The House Agriculture and Natural Resources Committee took action on House Bill 22 38 on Jan. 21 after a staff briefing by Rebecca Lewis. The underlying bill directs the Department of Agriculture to add food security coordination and monitoring powers and to develop a statewide food security strategy.
Staff said there were five amendments in the electronic binder. The committee adopted four amendments by voice vote: LOUIS 61 (adds tracking of regulatory cost metrics for food system performance), LOUIS 62 (requires the department to recommend measures the legislature could take to make food more affordable), LOUIS 60 (adds individuals with lived experience of food insecurity including at least one BIPOC representative and small BIPOC farmers to consultation lists), and LOUIS 63 (adds metrics for agricultural viability including fuel and labor costs).

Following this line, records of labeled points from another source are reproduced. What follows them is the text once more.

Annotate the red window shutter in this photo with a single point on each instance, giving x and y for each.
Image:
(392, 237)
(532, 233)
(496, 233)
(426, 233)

The committee took a roll‑call vote on LOUIS 64 (Representative Dent), which would have required the Department of Agriculture to hire a consultant to study cost impacts of certain proposed legislation. The roll call recorded 5 ayes and 6 nays; the amendment failed.
After incorporating the adopted amendments into a substitute, Vice Chair Morgan moved that substitute House Bill 22 38 be reported out of committee with a due‑pass recommendation. The committee voted by roll call 11–0 in favor of reporting the substitute bill out of committee. Chair Reeves announced the result and thanked stakeholders for input.
What the amendments do: supporters said they add important data and lived‑experience perspectives to the development of a statewide food security strategy and help identify cost drivers affecting affordability. Some members cautioned that certain study mandates could carry a fiscal note and that hiring consultants in a constrained budget year might slow progress.
What’s next: substitute House Bill 22 38 will proceed with the committee’s due‑pass recommendation; the bill sponsor and staff indicated willingness to continue working with members on technical refinements before further floor consideration.